SELECT split_part(substr(LINES, 1+POSITION(E'\n'||FIELD IN LINES), 200), E'\n', 1) AS ct, COUNT(*) FROM header, (VALUES ('X-Priority'), ('Importance'), ('Precedence'), ('Priority'), ('X-MSMail-Priority'), ('X-MS-Priority')) AS h(FIELD) WHERE POSITION(E'\n'||FIELD IN LINES)>0 GROUP BY 1
Sample output:
ct | count ---------------------------+------- Importance: high | 32 Importance: High | 130 Importance: low | 1 Importance: Medium | 3 Importance: normal | 44 Importance: Normal | 802 Precedence: bulk | 19987 Precedence: bulk | 1 Precedence: fm-user | 3 Precedence: junk | 3 Precedence: list | 4026 Priority: non-urgent | 11 Priority: Non-Urgent | 1 Priority: normal | 464 Priority: urgent | 603 Priority: Urgent | 12 X-MSMail-Priority: High | 121 X-MSMail-Priority: Low | 1 X-MSMail-Priority: Lowest | 11 X-MSMail-Priority: Medium | 3 X-MSMail-Priority: Middle | 8 X-MSMail-Priority: Normal | 923 X-Priority: 0 | 1 X-Priority: 1 | 102 X-Priority: 1 (High) | 2 X-Priority: 1 (Highest) | 120 X-Priority: 2 | 6 X-Priority: 2 (High) | 1 X-Priority: 3 | 2892 X-Priority: 3 (Normal) | 635 X-Priority: 5 | 14 X-Priority: Normal | 5
This alternative implementation uses regular expressions and differs in that it doesn't limit header values to 200 characters or any other fixed length.

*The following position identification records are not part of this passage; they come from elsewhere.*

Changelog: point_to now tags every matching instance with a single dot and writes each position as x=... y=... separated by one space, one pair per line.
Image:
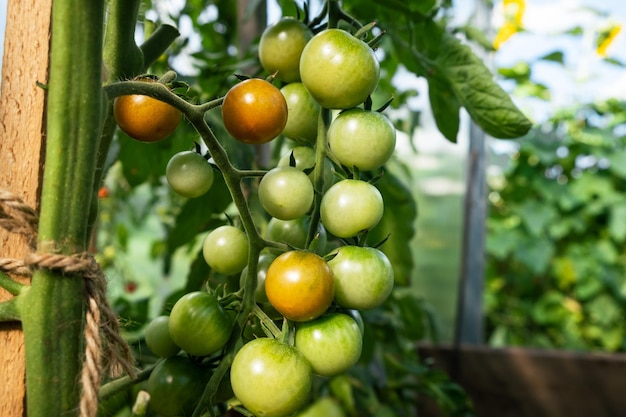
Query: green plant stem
x=12 y=286
x=157 y=43
x=267 y=322
x=113 y=387
x=318 y=172
x=9 y=310
x=52 y=316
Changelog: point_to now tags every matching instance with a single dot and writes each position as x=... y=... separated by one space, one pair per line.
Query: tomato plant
x=280 y=47
x=331 y=343
x=300 y=285
x=363 y=277
x=144 y=118
x=225 y=249
x=286 y=193
x=194 y=277
x=361 y=139
x=265 y=260
x=303 y=113
x=339 y=70
x=350 y=207
x=254 y=111
x=304 y=158
x=189 y=174
x=271 y=378
x=175 y=386
x=199 y=324
x=295 y=233
x=158 y=337
x=323 y=407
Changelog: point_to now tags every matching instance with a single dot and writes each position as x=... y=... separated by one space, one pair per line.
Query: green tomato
x=280 y=47
x=199 y=324
x=323 y=407
x=175 y=386
x=350 y=207
x=286 y=193
x=189 y=174
x=339 y=70
x=362 y=139
x=225 y=250
x=303 y=114
x=158 y=337
x=363 y=277
x=331 y=343
x=271 y=378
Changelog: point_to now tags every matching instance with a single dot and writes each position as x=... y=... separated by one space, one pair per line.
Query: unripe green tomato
x=286 y=193
x=303 y=114
x=339 y=70
x=362 y=139
x=350 y=207
x=175 y=386
x=271 y=378
x=280 y=47
x=363 y=277
x=225 y=250
x=331 y=343
x=199 y=324
x=189 y=174
x=323 y=407
x=158 y=337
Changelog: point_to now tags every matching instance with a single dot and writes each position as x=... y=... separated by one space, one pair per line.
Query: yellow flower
x=513 y=15
x=606 y=38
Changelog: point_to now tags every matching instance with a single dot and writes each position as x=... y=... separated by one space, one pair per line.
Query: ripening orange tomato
x=300 y=285
x=254 y=111
x=144 y=118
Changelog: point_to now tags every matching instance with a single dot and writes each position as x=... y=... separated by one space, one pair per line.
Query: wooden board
x=518 y=382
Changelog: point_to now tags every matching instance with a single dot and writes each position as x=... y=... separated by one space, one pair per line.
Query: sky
x=584 y=76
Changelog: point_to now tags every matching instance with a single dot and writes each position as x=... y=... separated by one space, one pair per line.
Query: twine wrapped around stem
x=105 y=350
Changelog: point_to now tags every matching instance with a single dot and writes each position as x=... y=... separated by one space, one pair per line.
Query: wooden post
x=22 y=105
x=469 y=319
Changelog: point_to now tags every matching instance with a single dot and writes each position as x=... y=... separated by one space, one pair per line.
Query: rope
x=105 y=349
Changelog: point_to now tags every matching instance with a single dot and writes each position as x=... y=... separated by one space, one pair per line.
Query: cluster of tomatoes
x=314 y=287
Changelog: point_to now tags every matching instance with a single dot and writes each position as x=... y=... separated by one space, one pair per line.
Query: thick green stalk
x=52 y=313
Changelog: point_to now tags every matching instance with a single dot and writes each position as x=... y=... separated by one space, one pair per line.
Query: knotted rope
x=105 y=349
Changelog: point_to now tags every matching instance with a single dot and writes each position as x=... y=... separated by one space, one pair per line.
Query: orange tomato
x=254 y=111
x=144 y=118
x=300 y=285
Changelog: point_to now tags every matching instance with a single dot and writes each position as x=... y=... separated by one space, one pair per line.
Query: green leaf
x=536 y=215
x=556 y=56
x=488 y=105
x=617 y=221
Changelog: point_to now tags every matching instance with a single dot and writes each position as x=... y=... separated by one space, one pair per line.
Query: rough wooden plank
x=25 y=63
x=518 y=382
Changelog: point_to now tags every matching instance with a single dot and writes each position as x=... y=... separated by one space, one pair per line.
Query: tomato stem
x=12 y=286
x=318 y=173
x=53 y=319
x=9 y=310
x=120 y=384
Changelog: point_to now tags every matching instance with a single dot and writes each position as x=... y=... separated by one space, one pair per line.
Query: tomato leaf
x=486 y=102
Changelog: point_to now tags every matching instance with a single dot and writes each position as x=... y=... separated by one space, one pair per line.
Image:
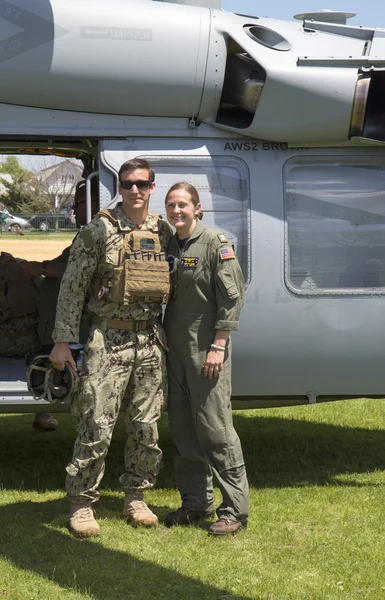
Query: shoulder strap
x=110 y=215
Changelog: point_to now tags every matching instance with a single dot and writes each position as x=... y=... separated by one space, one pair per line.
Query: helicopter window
x=335 y=226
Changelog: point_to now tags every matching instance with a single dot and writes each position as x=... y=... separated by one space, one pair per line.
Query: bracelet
x=215 y=347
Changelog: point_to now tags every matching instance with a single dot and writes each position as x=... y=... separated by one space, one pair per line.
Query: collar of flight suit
x=127 y=224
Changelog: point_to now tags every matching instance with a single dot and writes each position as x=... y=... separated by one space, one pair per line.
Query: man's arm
x=85 y=254
x=61 y=354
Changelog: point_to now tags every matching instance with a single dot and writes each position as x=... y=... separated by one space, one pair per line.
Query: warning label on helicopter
x=254 y=146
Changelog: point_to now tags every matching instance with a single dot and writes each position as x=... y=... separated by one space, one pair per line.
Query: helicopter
x=281 y=127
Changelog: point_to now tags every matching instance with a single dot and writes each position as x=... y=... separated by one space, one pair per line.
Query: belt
x=126 y=325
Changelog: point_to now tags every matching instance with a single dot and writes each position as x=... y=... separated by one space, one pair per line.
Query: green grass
x=316 y=522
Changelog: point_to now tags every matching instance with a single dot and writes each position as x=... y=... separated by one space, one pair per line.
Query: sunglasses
x=141 y=184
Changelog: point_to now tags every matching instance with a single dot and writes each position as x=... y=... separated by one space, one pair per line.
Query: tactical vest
x=142 y=273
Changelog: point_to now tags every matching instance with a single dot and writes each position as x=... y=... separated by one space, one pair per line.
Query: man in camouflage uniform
x=124 y=358
x=52 y=272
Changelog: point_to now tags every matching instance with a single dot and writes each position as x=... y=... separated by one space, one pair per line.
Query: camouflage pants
x=120 y=367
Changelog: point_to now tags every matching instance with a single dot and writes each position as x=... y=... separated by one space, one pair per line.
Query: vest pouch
x=138 y=280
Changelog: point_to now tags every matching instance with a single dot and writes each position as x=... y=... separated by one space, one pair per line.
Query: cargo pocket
x=161 y=338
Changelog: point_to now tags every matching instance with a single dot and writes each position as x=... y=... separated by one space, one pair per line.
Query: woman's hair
x=191 y=190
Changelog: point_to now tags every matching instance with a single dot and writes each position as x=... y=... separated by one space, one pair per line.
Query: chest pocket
x=227 y=285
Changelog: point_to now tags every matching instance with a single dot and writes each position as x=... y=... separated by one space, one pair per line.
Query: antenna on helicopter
x=201 y=3
x=326 y=15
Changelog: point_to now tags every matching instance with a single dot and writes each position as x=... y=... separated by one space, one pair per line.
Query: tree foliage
x=22 y=195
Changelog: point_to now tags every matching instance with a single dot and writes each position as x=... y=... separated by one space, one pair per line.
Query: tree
x=56 y=180
x=21 y=195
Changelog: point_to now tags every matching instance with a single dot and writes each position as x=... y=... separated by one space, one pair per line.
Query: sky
x=370 y=13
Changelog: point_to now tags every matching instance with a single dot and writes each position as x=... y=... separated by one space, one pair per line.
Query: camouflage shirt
x=96 y=250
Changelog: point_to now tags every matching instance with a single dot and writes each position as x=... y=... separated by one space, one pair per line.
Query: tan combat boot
x=136 y=511
x=82 y=521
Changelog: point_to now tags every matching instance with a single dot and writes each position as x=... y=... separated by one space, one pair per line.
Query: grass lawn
x=316 y=522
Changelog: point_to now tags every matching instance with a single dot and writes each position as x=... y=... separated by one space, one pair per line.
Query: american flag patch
x=226 y=253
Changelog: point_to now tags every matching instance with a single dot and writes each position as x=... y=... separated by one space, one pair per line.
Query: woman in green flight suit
x=206 y=299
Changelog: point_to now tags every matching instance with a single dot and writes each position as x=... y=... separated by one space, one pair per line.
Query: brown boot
x=83 y=522
x=225 y=526
x=136 y=511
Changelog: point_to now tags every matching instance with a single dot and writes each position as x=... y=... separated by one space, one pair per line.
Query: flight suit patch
x=226 y=253
x=87 y=238
x=189 y=262
x=222 y=238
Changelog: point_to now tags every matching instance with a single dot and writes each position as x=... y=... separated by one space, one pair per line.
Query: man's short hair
x=134 y=164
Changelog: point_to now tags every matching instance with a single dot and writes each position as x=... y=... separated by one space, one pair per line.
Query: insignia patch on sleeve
x=189 y=262
x=226 y=253
x=222 y=238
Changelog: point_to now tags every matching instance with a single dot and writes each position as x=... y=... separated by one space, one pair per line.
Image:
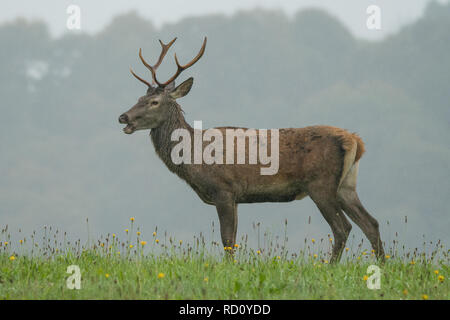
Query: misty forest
x=64 y=157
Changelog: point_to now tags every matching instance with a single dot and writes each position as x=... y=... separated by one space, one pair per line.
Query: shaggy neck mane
x=161 y=138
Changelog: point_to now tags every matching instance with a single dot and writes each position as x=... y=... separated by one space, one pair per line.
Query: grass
x=168 y=269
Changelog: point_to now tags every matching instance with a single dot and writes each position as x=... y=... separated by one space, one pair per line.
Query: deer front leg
x=227 y=211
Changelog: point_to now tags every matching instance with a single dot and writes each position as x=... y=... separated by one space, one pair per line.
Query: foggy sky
x=96 y=14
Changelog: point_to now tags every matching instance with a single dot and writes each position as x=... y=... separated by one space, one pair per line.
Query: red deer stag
x=317 y=161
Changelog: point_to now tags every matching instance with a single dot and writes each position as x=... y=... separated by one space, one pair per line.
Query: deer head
x=153 y=109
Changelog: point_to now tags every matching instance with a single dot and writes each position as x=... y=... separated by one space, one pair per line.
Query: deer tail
x=353 y=147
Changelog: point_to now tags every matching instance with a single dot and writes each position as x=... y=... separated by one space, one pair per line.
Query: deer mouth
x=129 y=129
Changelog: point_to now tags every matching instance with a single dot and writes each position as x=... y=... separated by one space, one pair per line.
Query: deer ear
x=183 y=89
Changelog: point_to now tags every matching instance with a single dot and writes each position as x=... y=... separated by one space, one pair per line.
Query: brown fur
x=318 y=161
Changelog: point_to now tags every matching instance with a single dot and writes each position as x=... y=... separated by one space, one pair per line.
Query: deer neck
x=161 y=138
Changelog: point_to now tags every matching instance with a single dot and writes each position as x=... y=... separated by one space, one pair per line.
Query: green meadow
x=158 y=266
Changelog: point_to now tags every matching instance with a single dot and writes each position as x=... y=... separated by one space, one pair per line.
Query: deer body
x=318 y=161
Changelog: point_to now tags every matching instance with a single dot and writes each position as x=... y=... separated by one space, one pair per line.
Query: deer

SELECT FIELD||':'||arr[1], COUNT(*) FROM (SELECT FIELD, regexp_matches(LINES, '(?:^|\n)' || FIELD || ':\s*([^\n]*)', 'gi') AS arr FROM header, (VALUES ('X-Priority'), ('Importance'), ('Precedence'), ('Priority'), ('X-MSMail-Priority'), ('X-MS-Priority')) AS h(FIELD) WHERE strpos(LINES,FIELD)>0) l GROUP BY 1 ORDER BY 1
In this version, the strpos(lines,FIELD)>0
condition is not essential: it's introduced only as a first-pass filter to eliminate the headers that don't contain anywhere any of the searched fields.
This query finds each message that share the exact same headers than another message with a lower mail_id, which means that it's a duplicate.
SELECT h1.mail_id FROM header h1, header h2 WHERE h1.lines=h2.lines AND h1.mail_id > h2.mail_id
A stricter version, comparing the md5 hashes of bodies (text and html parts) in addition to the headers:
SELECT b2.mail_id FROM body b1, body b2, header h1, header h2 WHERE b1.mail_id < b2.mail_id AND h1.mail_id = b1.mail_id AND h2.mail_id = b2.mail_id AND md5(h1.lines) = md5(h2.lines) AND md5(b1.bodytext) IS NOT DISTINCT FROM md5(b2.bodytext) AND md5(b1.bodyhtml) IS NOT DISTINCT FROM md5(b2.bodyhtml);
The IS NOT DISTINCT
comparator behaves as expected when bodytext
or bodyhtml
is NULL, as opposed
to the simple equality operator, for which NULL=NULL
is false
Output a list of tags sorted by hierarchy level and names, with an indentation to represent the hierarchy.
WITH RECURSIVE tagr(a,_tag_id,name,level) AS ( SELECT array[ROW_NUMBER() OVER (ORDER BY name)] AS a, tag_id, name, 1 AS level FROM tags WHERE parent_id IS NULL UNION ALL SELECT tagr.a || ROW_NUMBER() OVER (ORDER BY tags.name), tag_id, tags.name, tagr.level+1 FROM tags JOIN tagr ON tagr._tag_id=tags.parent_id ) SELECT repeat(' ', level-1) || name FROM tagr ORDER BY a;